To learn more, visit COVID-19 course and subject delivery.
About this subject
Overview
Fees | Look up fees |
---|
This subject considers the topic of non-governmental organisations (NGOs) and international development. In addition to critically examining the development context, this subject will highlight the importance of NGOs in development and engage with the criticisms that NGOs working in and towards development attract. In that respect, the course demonstrates how interest in NGOs has both reflected and informed wider theoretical trends and debates within development studies, public international law and not-for-profit law. It will also consider NGOs in relation to ideas and debates about civil society, globalisation and ideas and practices of international aid. The subject will consider a wide diversity of NGOs and locate their modern roles within broader histories of imperialism, proselytization, charity, self-determination and struggle as well as within the ideological context of neoliberalism. The legal and policy relationships of NGOs with governments and how this impacts on national and popular sovereignty, service delivery and civil and political freedoms will be examined through contemporary practice and case studies.
Principal topics include:
- Introduction to NGOS: What are non-governmental organizations? What legal forms do they take? How are they regulated?

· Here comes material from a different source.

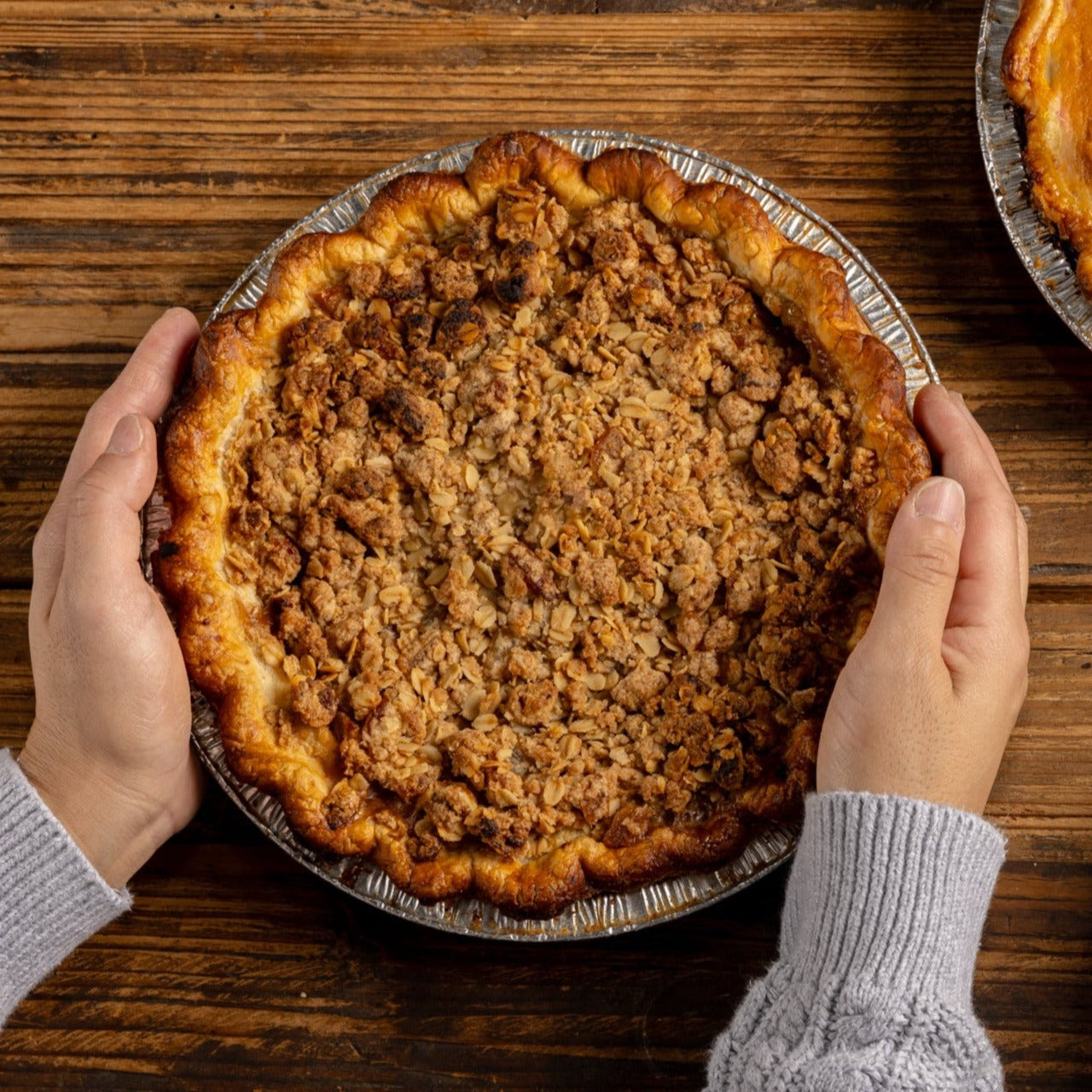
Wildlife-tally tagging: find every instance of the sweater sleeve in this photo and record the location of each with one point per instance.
(51, 897)
(872, 987)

- Understanding NGOs in historical context
- Introduction to development: what do we mean by development?
- NGOs and development theory: from missionary to mainstream?
- NGO roles in contemporary development practice
- NGOs and ‘civil society’
- NGOs: contemporary practice and case studies
- NGOs and the government sponsored aid system
- NGOs and international humanitarian action
- Australia, development and NGOs
- NGOs in broader perspective.
Intended learning outcomes
A student who has successfully completed this subject will:
- Have a sophisticated and critical understanding of the history of, and thinking around, non-governmental organisations (NGOs) in the context of development
- Obtain a specialised understanding of the central role played by NGOs in the fields of international and national development
- Be able to understand and assess critiques of NGOs and their relationship to, and work in, development
- Have an integrated and advanced knowledge of the international legal and institutional frameworks regulating NGOS in the context of international development
- Have a sophisticated and critical understanding of the range of theoretical approaches to understanding and critiquing the work of NGOs in the context of development
- Have an integrated and advanced knowledge of Australian law and policy with respect to NGOs working in a development setting
- Have an advanced capacity to critically examine current issues arising with respect to NGOs in the context of development
- Have developed high level analytical and research skills, as well as the capacity to understand and evaluate complex legal sources and literature, and literature in related disciplines
- Have the cognitive and technical skills to generate superior critical and creative ideas relating to NGOs and the concept of development.